Obama's opposition to a bill that would make it illegal to kill a baby that survives an abortion and is born is the most important window into his overall political philosophy (and his character) that we will see in this campaign. It indicates a radical pro-abortion ideology that shatters the myth of a "moderate" politician. It indicates a moral blindness to serious violations of basic human rights. That Obama opposed and blocked a bill to ban infanticide while he was in the Illinois state legislature is not a side issue: it is an position that we can use to examine the foundations of his political beliefs.

What makes this relevant for voters in the 9th Congressional District is that Baron Hill endorsed Barack Obama just a few days before the Democratic Party primary in May. Obama's opponent, a tireless advocate for "abortion rights" herself, voted for the Born Alive Infants Protection Act at the federal level. Baron Hill decided - perhaps due to the enthusiastic support Democrats in Bloomington have lavished in Obama - to support an extremist who opposed closing a loophole to ban all infanticide.

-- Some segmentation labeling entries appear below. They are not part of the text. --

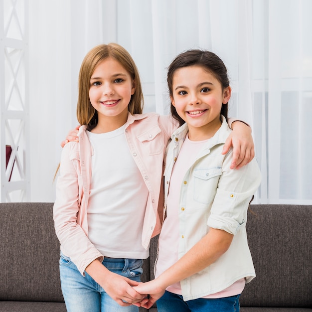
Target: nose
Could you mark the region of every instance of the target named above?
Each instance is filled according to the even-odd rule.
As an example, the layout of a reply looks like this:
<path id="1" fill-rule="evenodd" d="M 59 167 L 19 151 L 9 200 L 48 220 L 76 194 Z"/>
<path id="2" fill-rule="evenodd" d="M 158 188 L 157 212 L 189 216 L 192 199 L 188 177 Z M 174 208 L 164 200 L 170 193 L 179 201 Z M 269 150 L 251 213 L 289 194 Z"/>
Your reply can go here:
<path id="1" fill-rule="evenodd" d="M 102 85 L 102 93 L 104 95 L 113 95 L 115 93 L 115 91 L 112 84 L 104 83 Z"/>
<path id="2" fill-rule="evenodd" d="M 190 104 L 191 105 L 196 105 L 199 104 L 200 102 L 199 97 L 197 94 L 195 92 L 192 92 L 190 94 Z"/>

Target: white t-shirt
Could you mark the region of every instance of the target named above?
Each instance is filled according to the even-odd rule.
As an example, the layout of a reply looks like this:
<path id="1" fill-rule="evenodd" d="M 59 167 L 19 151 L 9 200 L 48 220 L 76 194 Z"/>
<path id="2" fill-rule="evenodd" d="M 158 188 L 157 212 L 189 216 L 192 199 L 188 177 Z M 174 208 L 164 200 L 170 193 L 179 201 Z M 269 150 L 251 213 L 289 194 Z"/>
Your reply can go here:
<path id="1" fill-rule="evenodd" d="M 87 132 L 94 150 L 88 205 L 88 236 L 104 256 L 146 259 L 141 244 L 148 190 L 125 135 Z"/>
<path id="2" fill-rule="evenodd" d="M 208 139 L 209 140 L 209 139 Z M 163 222 L 159 238 L 159 250 L 156 265 L 156 277 L 173 265 L 178 260 L 179 241 L 179 198 L 183 177 L 196 159 L 208 140 L 191 141 L 188 136 L 180 151 L 173 166 L 167 200 L 166 217 Z M 206 299 L 220 298 L 241 294 L 245 287 L 245 279 L 237 281 L 226 289 L 204 297 Z M 181 295 L 180 283 L 176 283 L 167 288 L 166 290 Z"/>

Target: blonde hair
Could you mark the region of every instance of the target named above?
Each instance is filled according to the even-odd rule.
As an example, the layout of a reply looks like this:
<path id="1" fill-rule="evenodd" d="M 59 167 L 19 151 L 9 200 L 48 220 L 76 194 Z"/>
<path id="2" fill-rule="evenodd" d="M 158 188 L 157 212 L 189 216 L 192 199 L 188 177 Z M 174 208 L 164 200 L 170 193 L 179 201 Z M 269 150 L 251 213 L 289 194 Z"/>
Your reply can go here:
<path id="1" fill-rule="evenodd" d="M 129 53 L 117 43 L 101 44 L 94 47 L 85 56 L 79 72 L 77 118 L 81 125 L 89 127 L 98 122 L 97 113 L 91 105 L 89 97 L 90 81 L 95 68 L 102 61 L 112 57 L 119 62 L 128 72 L 135 87 L 131 96 L 128 111 L 132 114 L 142 114 L 144 105 L 143 94 L 139 71 Z"/>

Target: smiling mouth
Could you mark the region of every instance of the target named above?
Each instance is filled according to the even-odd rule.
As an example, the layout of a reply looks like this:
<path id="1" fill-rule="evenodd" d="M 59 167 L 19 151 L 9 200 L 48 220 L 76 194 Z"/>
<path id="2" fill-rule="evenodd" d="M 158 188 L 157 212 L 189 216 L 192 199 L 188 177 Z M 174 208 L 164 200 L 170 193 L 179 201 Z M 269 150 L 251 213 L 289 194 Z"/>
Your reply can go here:
<path id="1" fill-rule="evenodd" d="M 104 104 L 105 105 L 112 105 L 113 104 L 116 104 L 119 100 L 114 100 L 113 101 L 100 101 L 102 104 Z"/>
<path id="2" fill-rule="evenodd" d="M 187 114 L 189 114 L 189 115 L 199 115 L 199 114 L 201 114 L 203 113 L 207 110 L 201 110 L 198 111 L 193 111 L 192 112 L 187 112 Z"/>

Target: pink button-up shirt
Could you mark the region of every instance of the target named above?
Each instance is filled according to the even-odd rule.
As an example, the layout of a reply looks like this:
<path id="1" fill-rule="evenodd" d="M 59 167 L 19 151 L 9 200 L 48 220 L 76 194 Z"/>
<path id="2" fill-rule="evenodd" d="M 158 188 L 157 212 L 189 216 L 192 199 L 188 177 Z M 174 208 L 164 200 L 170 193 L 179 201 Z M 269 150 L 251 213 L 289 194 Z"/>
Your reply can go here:
<path id="1" fill-rule="evenodd" d="M 151 237 L 160 232 L 163 156 L 168 140 L 177 126 L 177 123 L 170 116 L 156 113 L 133 116 L 128 114 L 125 135 L 130 153 L 149 190 L 142 238 L 142 246 L 146 249 Z M 79 143 L 69 142 L 63 149 L 53 208 L 61 250 L 71 258 L 83 275 L 90 263 L 97 258 L 102 260 L 104 256 L 88 238 L 87 210 L 93 151 L 86 129 L 86 126 L 80 128 Z"/>

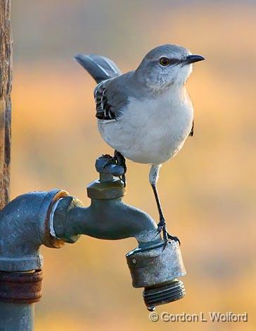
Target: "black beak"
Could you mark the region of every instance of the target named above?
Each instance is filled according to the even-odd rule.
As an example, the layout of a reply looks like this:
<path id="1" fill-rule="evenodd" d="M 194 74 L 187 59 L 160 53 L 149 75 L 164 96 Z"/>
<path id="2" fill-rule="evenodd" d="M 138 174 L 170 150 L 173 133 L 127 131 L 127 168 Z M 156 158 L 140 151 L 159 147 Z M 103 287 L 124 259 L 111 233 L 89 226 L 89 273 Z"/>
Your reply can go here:
<path id="1" fill-rule="evenodd" d="M 200 61 L 205 60 L 205 58 L 200 55 L 188 55 L 183 61 L 183 65 L 187 64 L 194 63 L 195 62 L 199 62 Z"/>

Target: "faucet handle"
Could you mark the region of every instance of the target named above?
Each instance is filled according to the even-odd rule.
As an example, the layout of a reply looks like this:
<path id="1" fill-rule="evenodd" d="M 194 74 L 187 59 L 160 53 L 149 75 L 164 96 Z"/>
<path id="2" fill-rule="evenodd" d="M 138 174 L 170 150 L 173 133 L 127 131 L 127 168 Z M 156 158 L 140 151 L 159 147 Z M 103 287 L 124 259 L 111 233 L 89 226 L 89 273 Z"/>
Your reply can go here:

Hill's endorsement should come under close scrutiny by 9th District voters. Why did Baron Hill endorse a radical who opposed a bill banning infanticide? Why did Baron Hill, who will tell anyone who will listen that he is a moderate "blue dog" Democrat, endorse a candidate who is anything but moderate? Why does Baron Hill support a candidate who supports killing newborns? Baron Hill owes 9th District voters an answer to these questions.

Rescue those being led away to death; hold back those staggering toward slaughter. If you say, "But we knew nothing about this," does not He who weighs the heart perceive it? Does not He who guards your life know it? Will He not repay each person according to what he has done? -- Proverbs 24:11-12.